L’histoire est bien plus choquante, car cette œuvre d’art a été proposée au MET par un collectionneur et expert mondialement reconnu sur le marché de l’art, le français Christophe Kunicki. Le sarcophage aurait été volé l’année du soulèvement contre le président égyptien Hosni Moubarak en 2011 alors que son certificat d’authentification indique une sortie du territoire en 1971. La fausse date n’est pas due au hasard, elle prédate délibérément 1973, année de l’interdiction par l’Égypte de l’exportation de ses biens culturels.  

Si le sarcophage a été remis à l’Égypte en 2019, l’affaire ne s’arrête pas là. Le même expert français a vendu de nombreuses œuvres à travers le monde, dont au Musée du Louvre à Abu Dhabi. L’enquête prend alors une tournure antiterroriste, car il est connu pour Daesh de vendre des œuvres d’art de ses territoires occupés afin de se financer.
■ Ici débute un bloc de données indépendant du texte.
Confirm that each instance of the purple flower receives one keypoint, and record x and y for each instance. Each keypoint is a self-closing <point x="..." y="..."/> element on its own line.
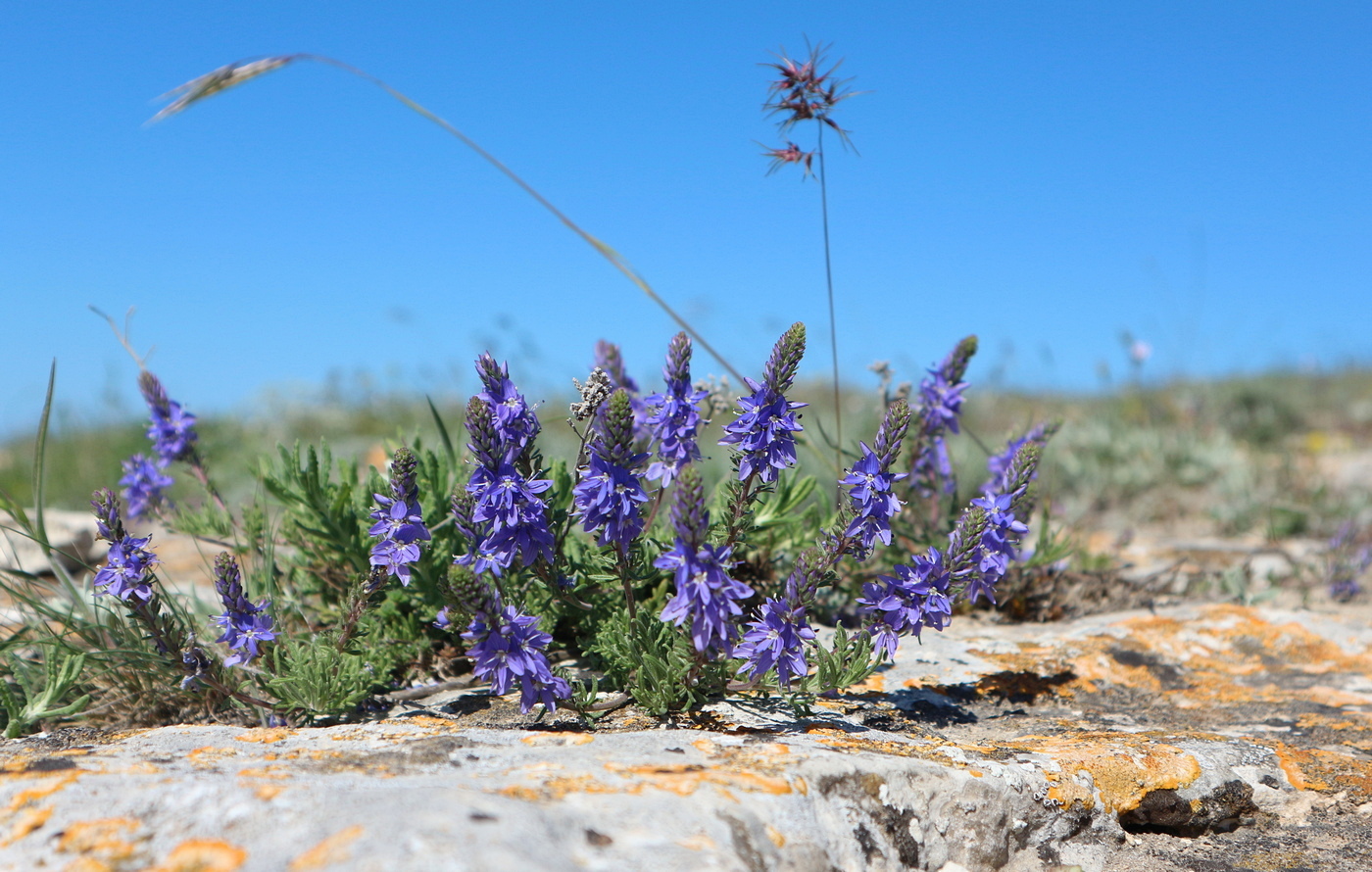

En 2020, le fameux expert français et son mari sont mis en examen et, en 2022, c’est un autre galeriste germano-libanais, Roben Dib qui est mis en examen puis incarcéré en France dans le cadre de l’affaire.  

Il se serait associé à une illustre famille de marchands d’art, les Simonian, discrets et richissimes qui serait extrêmement efficaces pour déplacer et blanchir des œuvres d’art pillées, volées et vendues aux plus grands musées du monde. En vérité, ce n’est pas l’authenticité de ces œuvres qui est remise en cause, elles sont toutes vraies, mais c’est leur sortie du territoire qui en fait des œuvres spoliées. Cette boucle se referme sur Jean-Luc Martinez, l’ancien président du Louvre, car c’est lui qui a permis l’acquisition par le Louvre d’Abu Dhabi d’une stèle de granit rose représentant Toutankhamon faisant des offrandes aux dieux, acquise pour 8,5 millions d’euros. Il semblerait bien que la fameuse malédiction qui s’abat sur ceux qui osent déranger Toutankhamon se soit abattue sur les escrocs.   
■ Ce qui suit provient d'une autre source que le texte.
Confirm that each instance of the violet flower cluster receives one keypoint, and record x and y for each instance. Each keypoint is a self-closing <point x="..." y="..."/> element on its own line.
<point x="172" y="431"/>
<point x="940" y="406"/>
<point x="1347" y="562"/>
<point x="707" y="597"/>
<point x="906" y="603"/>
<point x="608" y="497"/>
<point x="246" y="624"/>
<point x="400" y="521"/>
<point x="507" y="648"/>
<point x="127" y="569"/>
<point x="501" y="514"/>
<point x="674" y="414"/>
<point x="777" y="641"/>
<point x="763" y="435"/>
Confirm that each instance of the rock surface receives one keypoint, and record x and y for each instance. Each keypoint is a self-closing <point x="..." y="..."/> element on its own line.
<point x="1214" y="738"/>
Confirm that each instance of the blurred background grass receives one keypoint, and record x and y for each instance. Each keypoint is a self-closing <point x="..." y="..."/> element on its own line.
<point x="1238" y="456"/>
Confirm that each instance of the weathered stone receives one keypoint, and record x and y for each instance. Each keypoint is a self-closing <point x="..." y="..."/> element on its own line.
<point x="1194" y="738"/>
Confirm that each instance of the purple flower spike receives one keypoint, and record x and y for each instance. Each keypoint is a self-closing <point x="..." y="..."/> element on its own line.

Ce qui est réellement reproché à Jean-Luc Martinez et ses acolytes, c’est d’avoir fermé les yeux lors de leurs acquisitions sur les tampons et les certificats qu’ils savaient faux. Les accusés se défendent en faisant allusion du monde très fermé des œuvres d’art. La compétition fait rage entre les différents musées en raison de la rareté des pièces présentes sur le marché dont les prix deviennent de plus en plus exorbitants. L’ancien directeur du Louvre parle de l’urgence et de la pression de doter son musée des pièces les plus prestigieuses au monde, et ce dans un temps qui ne permet pas la vérification de tous les papiers.   

La mise à nu d’un système 

Plus qu’une affaire d’œuvres égyptiennes, cette histoire met en lumière un monde sans pitié prêt à tout pour vendre de l’art, mais aussi un manque de vigilance de la part des conservateurs dans la recherche de la provenance des objets achetés. Il met aussi en lumière un mélange trop flou entre les experts et les marchands qui biaise les expertises.  

Ce qu’il faut savoir, c’est que lorsqu’une œuvre est pillée, elle se retrouve sans histoire. On ne peut alors plus retracer d’où elle vient ni quelle a été son histoire. Dans cette affaire, c’est l’illustre Roben Dib qui a eu comme rôle de créer, soit d’inventer de toute pièce, des histoires à ces œuvres pour qu’elles puissent retrouver une authenticité pour la vente.  

Une affaire encore plus brulante  

La médiatisation de cette affaire fait jouer la réputation de l’Office central de lutte contre le trafic des biens culturels (OCBC). Composée d’une trentaine de policiers formés à l’histoire de l’art, cette brigade fait ses preuves depuis 1975 pour retrouver et restituer des œuvres d’art ainsi que de lutter contre l’explosion continuelle du trafic d’œuvres d’art. De plus, cette enquête met le Musée du Louvre d’Abu Dhabi dans une mauvaise posture. C’est en 2007 que la France a prêté aux Émirats la marque du Louvre et son savoir-faire pour ouvrir le musée. Le contrat entre les deux pays est à prolonger de manière récurrente — il l’est pour l’instant jusqu’en 2047 — et pourrait se terminer après une affaire faisant autant de dégâts dans le milieu des musées.